Several of the FCC requirements are particularly notable for being more restrictive than the Federal Trade Commission’s (FTC) standards for consumer online privacy. In this post we provide an overview of some of the new FCC rules and highlight key areas where the FCC’s requirements diverge from the FTC’s framework.
Requirements for ISPs
Although the full text of the FCC’s decision has not yet been released, an agency fact sheet provides details on some of the key requirements:
- Transparency. The rules require that ISPs, whether they offer mobile broadband or fixed broadband services, to: (1) notify customers about what types of information the ISP collects about customers; (2) specify how and for what purposes the ISP uses and shares this information; and (3) identify the types of entities with which the ISP shares this information.
- Consumer Choice. ISPs must obtain opt-in consent to use and share “sensitive information” such as precise geolocation information, web browsing history, app usage history, the content of communications, and health information. ISPs must also provide consumers an ability to opt out of the use and sharing of non-sensitive information. Certain exceptions to these consent standards are provided, including for example the use and sharing of certain de-identified data; non-sensitive information used to provide and market certain ISP services and equipment; the provision of service and billing; and to prevent fraudulent use of the provider’s network.
- Take-It-or-Leave-It Offers. ISPs cannot refuse to serve customers who do not consent to the use and sharing of their information for commercial purposes.
- Pay-for-Privacy.
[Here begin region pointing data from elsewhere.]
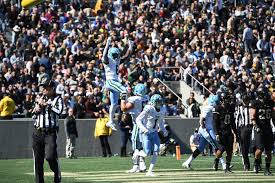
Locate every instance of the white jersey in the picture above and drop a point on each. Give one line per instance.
(195, 139)
(138, 105)
(111, 69)
(207, 113)
(149, 119)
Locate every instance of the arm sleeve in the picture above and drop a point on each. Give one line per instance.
(140, 118)
(1, 105)
(105, 52)
(216, 120)
(233, 125)
(95, 132)
(259, 45)
(65, 127)
(161, 125)
(57, 106)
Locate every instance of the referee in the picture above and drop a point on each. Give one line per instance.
(244, 127)
(47, 109)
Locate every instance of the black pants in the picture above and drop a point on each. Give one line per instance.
(245, 137)
(105, 145)
(125, 136)
(44, 146)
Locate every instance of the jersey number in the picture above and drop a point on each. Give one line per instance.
(117, 69)
(155, 123)
(227, 119)
(264, 114)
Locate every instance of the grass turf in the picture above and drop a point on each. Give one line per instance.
(97, 169)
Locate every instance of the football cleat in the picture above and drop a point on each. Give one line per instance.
(256, 169)
(135, 169)
(267, 173)
(216, 164)
(111, 125)
(186, 166)
(150, 174)
(142, 165)
(227, 171)
(142, 153)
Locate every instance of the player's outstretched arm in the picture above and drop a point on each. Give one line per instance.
(129, 51)
(105, 52)
(139, 120)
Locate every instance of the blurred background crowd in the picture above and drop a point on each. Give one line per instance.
(225, 45)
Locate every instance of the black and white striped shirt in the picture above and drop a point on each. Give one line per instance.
(48, 116)
(242, 116)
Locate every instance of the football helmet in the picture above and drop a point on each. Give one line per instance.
(140, 89)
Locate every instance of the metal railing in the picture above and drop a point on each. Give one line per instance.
(194, 83)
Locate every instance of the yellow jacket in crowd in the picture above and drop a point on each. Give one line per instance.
(7, 106)
(101, 128)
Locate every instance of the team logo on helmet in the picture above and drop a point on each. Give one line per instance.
(156, 101)
(140, 89)
(213, 100)
(114, 53)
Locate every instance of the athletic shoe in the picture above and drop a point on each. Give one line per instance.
(216, 164)
(267, 173)
(150, 174)
(142, 153)
(142, 166)
(224, 166)
(227, 171)
(256, 169)
(135, 169)
(186, 165)
(111, 125)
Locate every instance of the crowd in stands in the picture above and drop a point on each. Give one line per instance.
(221, 45)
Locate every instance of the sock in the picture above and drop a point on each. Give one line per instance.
(151, 167)
(217, 161)
(222, 161)
(112, 113)
(227, 165)
(196, 153)
(267, 164)
(154, 158)
(190, 159)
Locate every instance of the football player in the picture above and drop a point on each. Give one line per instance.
(149, 121)
(223, 115)
(244, 128)
(134, 105)
(206, 131)
(111, 61)
(261, 113)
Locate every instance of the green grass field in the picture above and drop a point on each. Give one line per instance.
(97, 169)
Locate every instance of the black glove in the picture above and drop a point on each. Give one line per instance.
(257, 129)
(123, 96)
(237, 138)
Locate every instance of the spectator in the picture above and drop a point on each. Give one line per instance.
(193, 106)
(71, 134)
(7, 106)
(194, 140)
(247, 38)
(28, 105)
(125, 126)
(103, 132)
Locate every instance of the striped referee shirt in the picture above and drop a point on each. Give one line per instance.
(242, 116)
(48, 117)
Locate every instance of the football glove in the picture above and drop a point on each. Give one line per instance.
(123, 96)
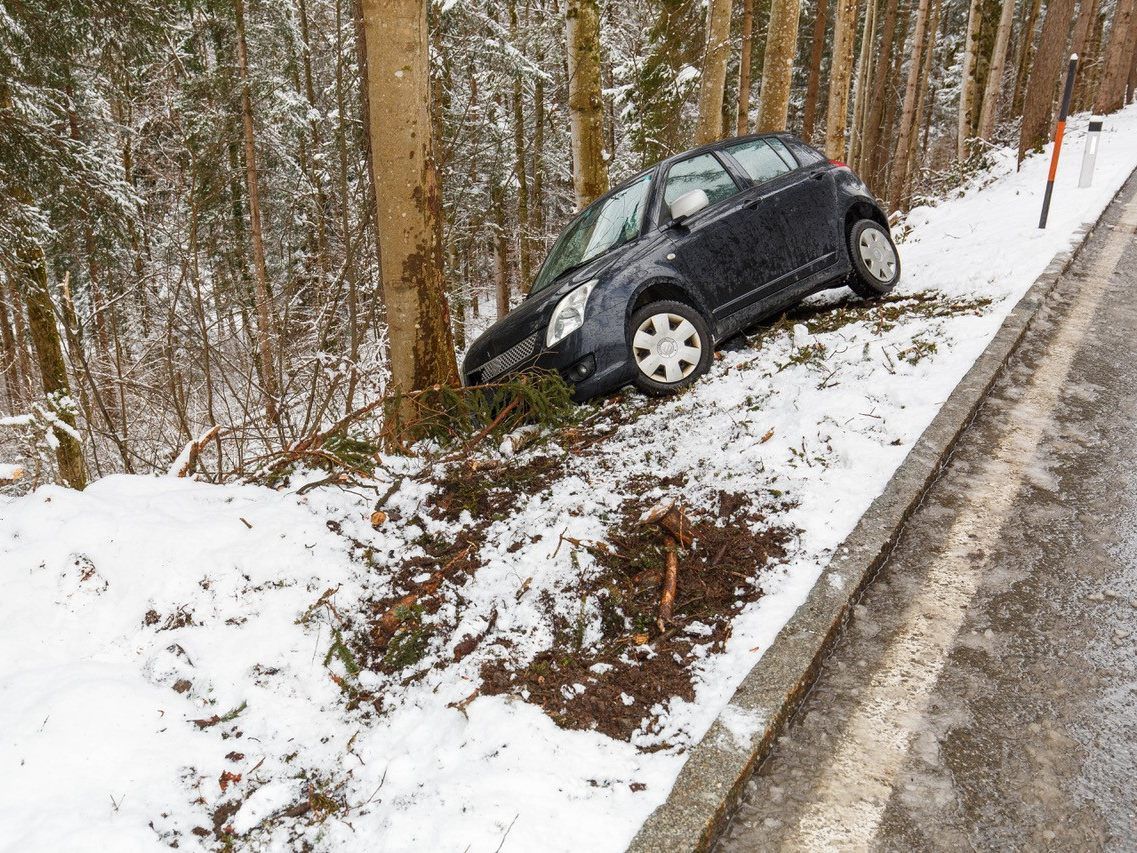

Heightened disclosure is required for plans that offer discounts or other incentives in exchange for opt-in consent. The FCC will examine plans on a case-by-case basis.
- Data Security and Breach Notification. ISPs must take reasonable measures to protect consumer data. ISPs also must notify consumers of data breaches within 30 days unless they determine that no harm is reasonably likely to occur.
The FCC’s implementation timelines vary for these rules. The data security requirements become effective 90 days after the final rules are published in the Federal Register. The breach notification requirements become effective 6 months after publication. The notice and choice requirements become effective one year from publication (two years for smaller providers).
The FCC’s Rules Are More Restrictive than the FTC’s Standards in Some Important Respects
Although the full details of the rules have not yet been released, we know that the FCC regulations will require opt-in consent for more categories of information than would be required under prior FTC guidance. For example, traditional “opt in” categories according to the FTC include Social Security numbers and children’s, financial, health and precise geolocation data. The FCC will also require ISPs to obtain opt-in consent before using and sharing subscribers’: 1) web browsing history; 2) app usage history; and 3) communications content.
Second, the FCC has prohibited take-it-or-leave-it offers, which are currently allowable under FTC standards.
Third, the FCC has imposed heightened transparency rules for companies that offer incentives in exchange for a customer’s express affirmative consent.
Not only do these rules go beyond FTC standards, but the FCC can impose forfeitures and other penalties for first-time rule violators, whereas the FTC cannot impose civil penalties against first-time rule violators.
We will update this post after the text of the decision is released.